Some research suggests that the best method of mitigating content misinformation using generative text is to focus not on the content itself, but on distribution platforms. Given the speed at which generative AI can generate content, its proclivity for extremism, and the population’s vulnerability to misinformation, early detection and platform cooperation could be vital to preventing the spread of text fake misinformation. Distribution platforms may exacerbate disinformation campaigns, but by the same token they may be uniquely situated to ameliorate the threat presented by such campaigns.

Ahead of federal regulation, deep synthesis service providers could begin to self-regulate. Platforms are already looking for ways to improve the credibility of their generative text products. Microsoft, in incorporating generative AI into its Bing search engine, noted that its service will “be able to provide links to demonstrate where its answers are coming from, [a] feature that wasn’t part of ChatGPT.” Under the Deep Synthesis Law, China’s regulators took a cooperative rather than authoritative stance (as is more often the case with recent tech regulations in the country) with deep synthesis service providers.
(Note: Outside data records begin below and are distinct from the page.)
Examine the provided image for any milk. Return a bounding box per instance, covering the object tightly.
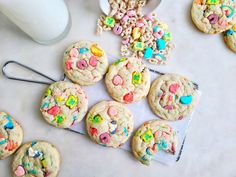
[0,0,70,44]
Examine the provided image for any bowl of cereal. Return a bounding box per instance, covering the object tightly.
[99,0,161,15]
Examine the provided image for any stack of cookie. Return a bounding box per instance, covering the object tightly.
[191,0,236,53]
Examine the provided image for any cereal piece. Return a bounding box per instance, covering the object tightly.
[132,120,177,165]
[104,17,116,27]
[191,0,236,34]
[105,57,150,103]
[0,112,23,160]
[86,101,133,148]
[63,41,108,85]
[224,24,236,53]
[40,81,88,128]
[148,74,196,120]
[95,0,173,64]
[12,141,60,177]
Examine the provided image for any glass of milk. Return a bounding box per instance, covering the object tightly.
[0,0,71,45]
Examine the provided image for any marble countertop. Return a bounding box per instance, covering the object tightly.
[0,0,236,177]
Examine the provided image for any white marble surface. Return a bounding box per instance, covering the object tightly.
[0,0,236,177]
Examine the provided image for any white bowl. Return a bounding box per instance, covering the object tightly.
[99,0,161,15]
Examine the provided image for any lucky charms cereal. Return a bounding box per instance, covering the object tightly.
[63,41,108,85]
[40,81,88,128]
[97,0,174,64]
[191,0,236,34]
[105,57,150,103]
[132,120,177,165]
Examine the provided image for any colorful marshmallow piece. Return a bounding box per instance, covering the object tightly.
[180,95,193,105]
[206,0,220,5]
[89,127,98,136]
[156,39,166,50]
[207,14,219,25]
[41,159,47,168]
[54,115,65,124]
[4,116,14,130]
[104,17,116,27]
[14,165,25,177]
[164,105,174,110]
[44,89,52,97]
[143,47,153,59]
[154,53,165,60]
[108,121,117,134]
[132,71,142,85]
[66,95,78,109]
[55,96,65,103]
[79,47,89,54]
[113,58,127,65]
[89,115,103,124]
[141,129,154,142]
[47,106,61,116]
[169,83,180,94]
[90,44,104,57]
[133,41,145,51]
[220,5,235,18]
[99,132,111,144]
[123,92,134,103]
[113,24,123,35]
[232,24,236,32]
[107,107,118,117]
[70,48,79,58]
[163,32,172,42]
[77,59,88,70]
[65,60,72,70]
[89,56,98,67]
[132,27,141,40]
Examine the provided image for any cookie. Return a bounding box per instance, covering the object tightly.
[148,74,196,120]
[12,141,60,177]
[40,81,88,128]
[86,101,133,148]
[191,0,236,34]
[132,120,177,165]
[224,24,236,53]
[0,112,23,160]
[105,57,150,103]
[63,41,108,85]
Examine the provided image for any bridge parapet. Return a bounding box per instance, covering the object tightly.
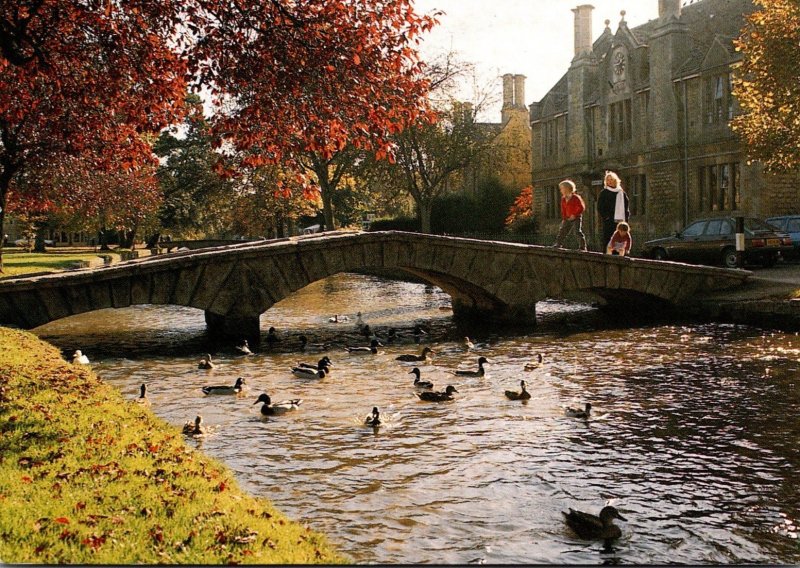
[0,232,751,339]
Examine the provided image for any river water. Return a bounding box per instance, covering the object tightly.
[37,274,800,564]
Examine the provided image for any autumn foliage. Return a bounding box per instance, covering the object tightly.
[732,0,800,171]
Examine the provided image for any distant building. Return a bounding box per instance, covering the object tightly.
[530,0,800,248]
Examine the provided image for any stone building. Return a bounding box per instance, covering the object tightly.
[530,0,798,250]
[456,73,531,192]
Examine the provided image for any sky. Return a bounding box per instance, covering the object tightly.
[414,0,658,122]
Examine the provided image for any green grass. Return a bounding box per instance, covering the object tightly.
[0,327,347,564]
[0,248,119,278]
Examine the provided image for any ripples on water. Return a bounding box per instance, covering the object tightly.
[39,275,800,564]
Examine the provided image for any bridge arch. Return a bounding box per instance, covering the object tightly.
[0,232,750,339]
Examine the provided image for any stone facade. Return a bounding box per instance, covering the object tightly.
[530,0,800,250]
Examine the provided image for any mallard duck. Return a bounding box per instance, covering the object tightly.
[408,367,433,389]
[414,385,458,402]
[266,327,281,347]
[292,367,328,379]
[561,505,627,541]
[345,339,383,355]
[253,393,303,416]
[394,347,436,361]
[525,353,544,371]
[453,357,489,377]
[183,415,206,436]
[72,349,89,365]
[364,406,381,428]
[564,402,592,418]
[506,381,531,400]
[235,339,253,355]
[134,383,150,406]
[202,377,244,394]
[297,355,333,373]
[197,353,215,369]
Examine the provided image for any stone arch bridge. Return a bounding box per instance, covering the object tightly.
[0,232,750,341]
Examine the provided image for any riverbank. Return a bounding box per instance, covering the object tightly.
[0,327,347,564]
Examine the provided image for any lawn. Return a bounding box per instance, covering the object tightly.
[0,327,347,564]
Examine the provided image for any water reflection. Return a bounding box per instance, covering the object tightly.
[40,275,800,564]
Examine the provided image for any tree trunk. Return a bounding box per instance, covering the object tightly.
[417,201,433,234]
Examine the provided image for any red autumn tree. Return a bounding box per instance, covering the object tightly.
[0,0,187,270]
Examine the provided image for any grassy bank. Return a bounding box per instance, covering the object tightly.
[0,248,119,278]
[0,327,345,564]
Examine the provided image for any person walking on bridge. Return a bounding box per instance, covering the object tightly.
[553,179,587,251]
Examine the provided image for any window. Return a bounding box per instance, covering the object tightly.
[697,162,742,211]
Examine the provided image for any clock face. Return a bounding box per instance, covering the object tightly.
[614,52,625,75]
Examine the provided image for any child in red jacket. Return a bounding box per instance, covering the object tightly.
[553,179,587,250]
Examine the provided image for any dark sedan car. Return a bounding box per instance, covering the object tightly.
[644,217,792,268]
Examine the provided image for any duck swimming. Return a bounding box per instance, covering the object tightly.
[394,347,436,361]
[183,415,207,436]
[202,377,244,395]
[253,393,303,416]
[506,381,531,400]
[134,383,150,406]
[235,339,253,355]
[364,406,381,428]
[197,353,215,369]
[561,505,627,545]
[408,367,433,389]
[345,339,383,355]
[72,349,89,365]
[453,357,489,377]
[415,385,458,402]
[564,402,592,418]
[525,353,543,371]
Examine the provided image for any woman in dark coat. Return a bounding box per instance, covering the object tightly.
[597,172,631,250]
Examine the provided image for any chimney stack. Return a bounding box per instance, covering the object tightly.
[514,75,527,108]
[658,0,681,19]
[572,4,592,57]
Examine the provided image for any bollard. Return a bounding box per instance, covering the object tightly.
[736,217,744,268]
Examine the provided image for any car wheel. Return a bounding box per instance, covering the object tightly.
[722,247,739,268]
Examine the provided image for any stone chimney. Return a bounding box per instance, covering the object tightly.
[572,4,594,57]
[514,75,527,108]
[658,0,681,19]
[503,73,514,108]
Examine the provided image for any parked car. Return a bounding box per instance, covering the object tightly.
[644,217,792,268]
[14,239,54,247]
[766,215,800,258]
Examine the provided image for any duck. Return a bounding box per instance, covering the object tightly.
[561,505,627,544]
[297,355,333,373]
[202,377,245,395]
[235,339,253,355]
[394,347,436,361]
[364,406,381,428]
[197,353,215,369]
[506,381,531,400]
[134,383,150,406]
[408,367,433,389]
[253,393,303,416]
[564,402,592,418]
[453,357,489,377]
[72,349,89,365]
[414,385,458,402]
[183,415,207,436]
[525,353,544,371]
[292,367,328,379]
[267,327,281,347]
[345,339,383,355]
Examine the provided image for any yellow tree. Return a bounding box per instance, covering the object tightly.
[731,0,800,171]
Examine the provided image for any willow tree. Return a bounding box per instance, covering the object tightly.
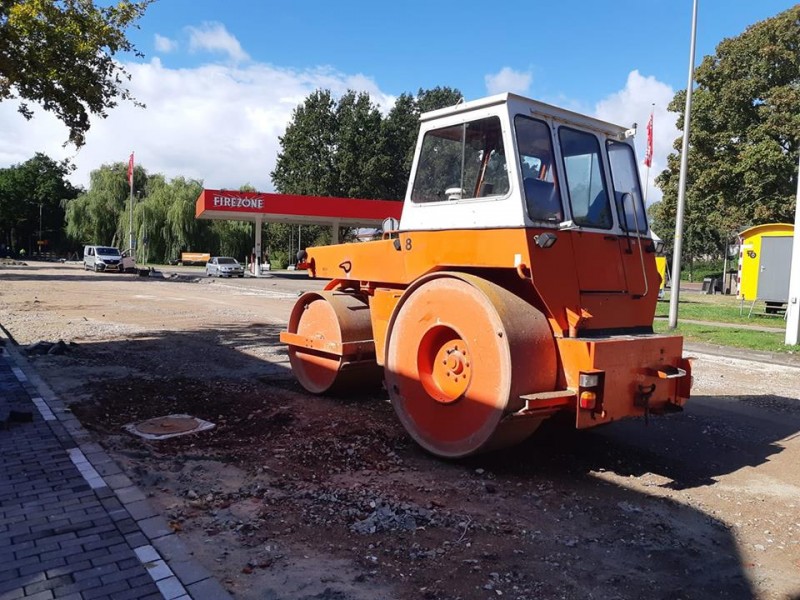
[65,162,147,245]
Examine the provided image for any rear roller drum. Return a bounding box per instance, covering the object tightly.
[386,273,556,458]
[287,291,382,394]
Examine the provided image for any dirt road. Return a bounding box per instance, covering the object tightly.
[0,263,800,600]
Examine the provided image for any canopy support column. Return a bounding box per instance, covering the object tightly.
[253,215,263,277]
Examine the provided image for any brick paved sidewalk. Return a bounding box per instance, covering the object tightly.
[0,332,230,600]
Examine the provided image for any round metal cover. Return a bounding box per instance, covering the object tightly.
[136,415,200,435]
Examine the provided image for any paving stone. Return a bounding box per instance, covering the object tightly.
[0,344,230,600]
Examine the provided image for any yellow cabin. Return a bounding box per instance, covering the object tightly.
[737,223,794,302]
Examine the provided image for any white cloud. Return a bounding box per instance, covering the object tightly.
[186,22,250,62]
[484,67,533,95]
[0,58,395,191]
[594,71,681,205]
[155,34,178,54]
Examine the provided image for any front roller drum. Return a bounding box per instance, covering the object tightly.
[386,273,556,458]
[281,290,382,394]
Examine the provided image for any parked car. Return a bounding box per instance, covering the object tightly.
[206,256,244,277]
[83,246,124,273]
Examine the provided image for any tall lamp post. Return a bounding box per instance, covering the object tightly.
[669,0,698,329]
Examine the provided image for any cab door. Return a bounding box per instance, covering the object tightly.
[558,126,627,294]
[606,140,657,296]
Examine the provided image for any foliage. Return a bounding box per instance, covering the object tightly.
[651,5,800,258]
[0,0,152,147]
[66,162,147,246]
[0,153,78,253]
[267,87,461,248]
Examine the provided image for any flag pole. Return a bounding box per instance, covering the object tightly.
[669,0,698,329]
[128,152,134,257]
[644,102,656,207]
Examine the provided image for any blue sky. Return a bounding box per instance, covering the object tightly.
[0,0,794,200]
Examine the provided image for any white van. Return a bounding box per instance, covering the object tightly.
[83,246,125,273]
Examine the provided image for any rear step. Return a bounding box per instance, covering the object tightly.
[509,390,578,418]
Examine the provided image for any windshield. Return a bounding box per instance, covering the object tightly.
[411,117,509,202]
[514,115,564,223]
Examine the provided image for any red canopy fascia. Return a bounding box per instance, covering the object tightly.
[195,190,403,227]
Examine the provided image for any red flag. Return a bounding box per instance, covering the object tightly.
[644,113,653,167]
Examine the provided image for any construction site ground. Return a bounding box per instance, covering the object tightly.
[0,262,800,600]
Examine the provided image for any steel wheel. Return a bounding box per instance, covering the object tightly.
[386,274,556,458]
[287,291,382,394]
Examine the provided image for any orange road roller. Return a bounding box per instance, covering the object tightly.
[281,94,691,458]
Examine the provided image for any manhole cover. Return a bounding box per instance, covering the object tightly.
[125,415,214,440]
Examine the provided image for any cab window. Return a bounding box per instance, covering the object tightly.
[558,127,612,229]
[607,140,647,233]
[514,115,564,223]
[411,117,509,203]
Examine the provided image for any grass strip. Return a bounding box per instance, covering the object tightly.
[653,322,798,354]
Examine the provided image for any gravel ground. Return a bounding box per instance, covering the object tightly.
[0,263,800,600]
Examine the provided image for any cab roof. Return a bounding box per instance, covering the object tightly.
[420,92,633,136]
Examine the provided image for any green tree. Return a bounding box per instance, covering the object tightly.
[0,0,153,147]
[651,5,800,261]
[0,153,78,253]
[66,162,147,246]
[271,87,461,200]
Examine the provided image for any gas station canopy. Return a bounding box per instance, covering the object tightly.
[195,190,403,275]
[195,190,403,227]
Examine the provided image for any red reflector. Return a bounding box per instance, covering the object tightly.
[578,392,597,410]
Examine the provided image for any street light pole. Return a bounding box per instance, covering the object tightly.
[669,0,698,329]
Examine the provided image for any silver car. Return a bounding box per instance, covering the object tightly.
[206,256,244,277]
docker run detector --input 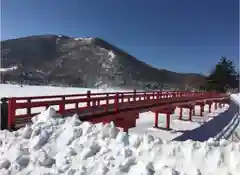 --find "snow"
[0,85,240,175]
[0,108,240,175]
[0,66,18,72]
[0,84,124,98]
[74,37,93,44]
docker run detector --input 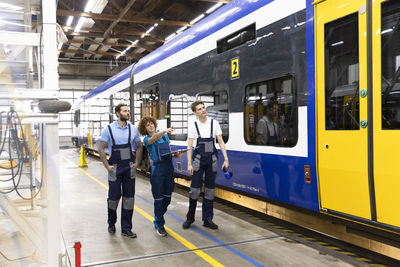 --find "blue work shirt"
[143,134,170,162]
[100,121,140,157]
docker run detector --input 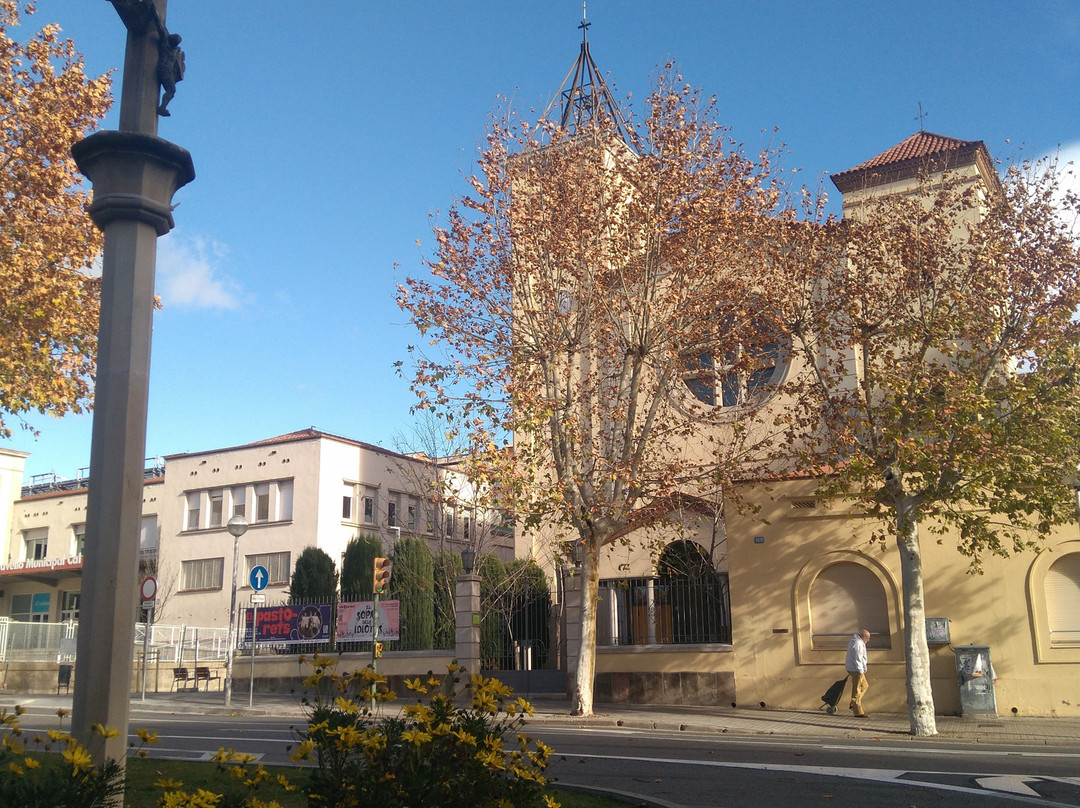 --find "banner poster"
[244,603,330,643]
[337,601,401,642]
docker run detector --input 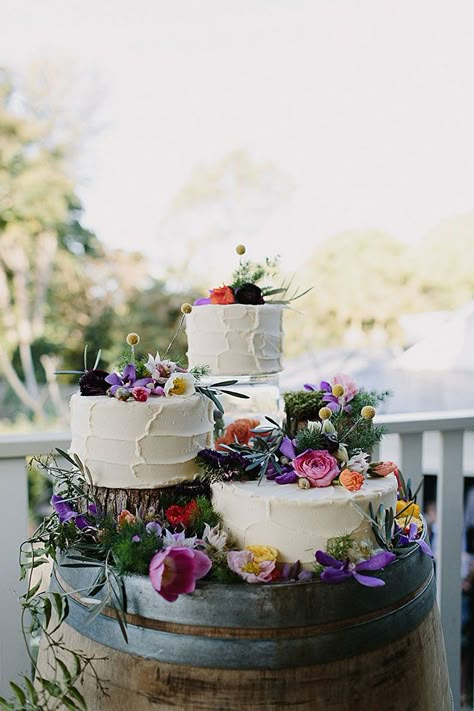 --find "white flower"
[163,528,199,548]
[165,373,196,397]
[347,450,370,476]
[202,523,227,551]
[145,351,176,380]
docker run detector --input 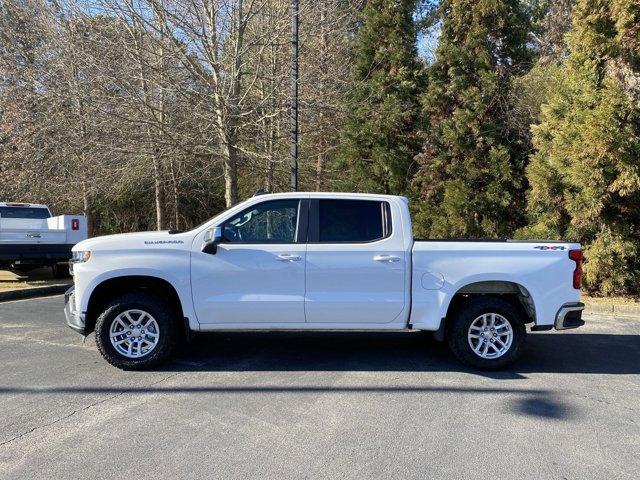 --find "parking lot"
[0,296,640,479]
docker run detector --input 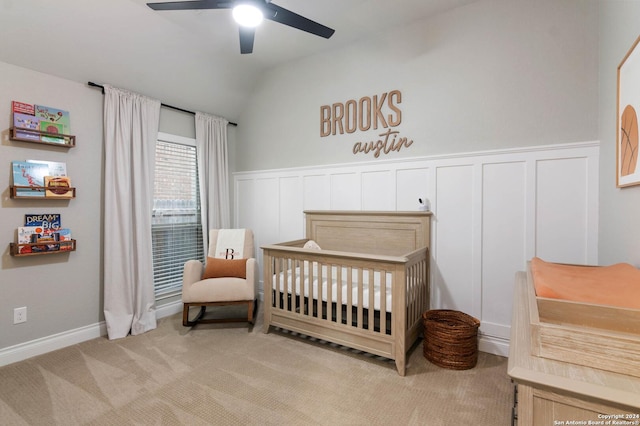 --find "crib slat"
[336,265,343,324]
[357,268,364,329]
[380,271,387,334]
[370,269,376,331]
[347,266,353,327]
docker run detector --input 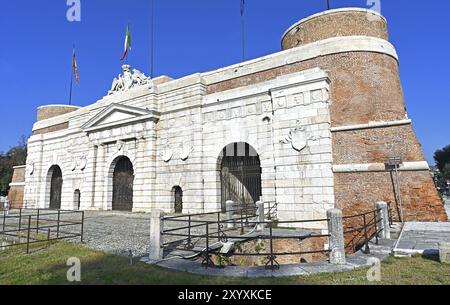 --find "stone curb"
[141,240,395,278]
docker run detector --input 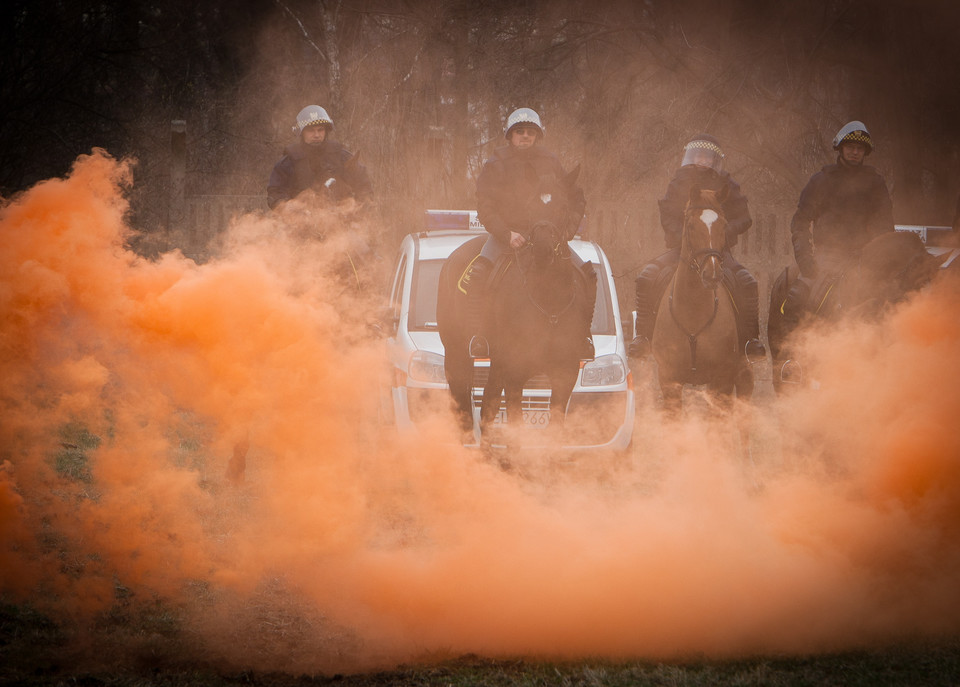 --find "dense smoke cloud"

Article 5 of the law, for example, encourages service providers to establish industry standards, subject to regulatory oversight.

Similarly, U.S. policy-makers should evaluate the role of self-regulation regarding this technology. In the same way that FINRA regulates financial institutions subject to SEC rules, the federal government could establish a self-regulatory organization that oversees deep synthesis technology. The private organization would set standards for companies and be responsible for promoting and enforcing them. A federal regulatory body would oversee the organization, ensuring that standards are fair and adequate for service providers while protecting users of the technology.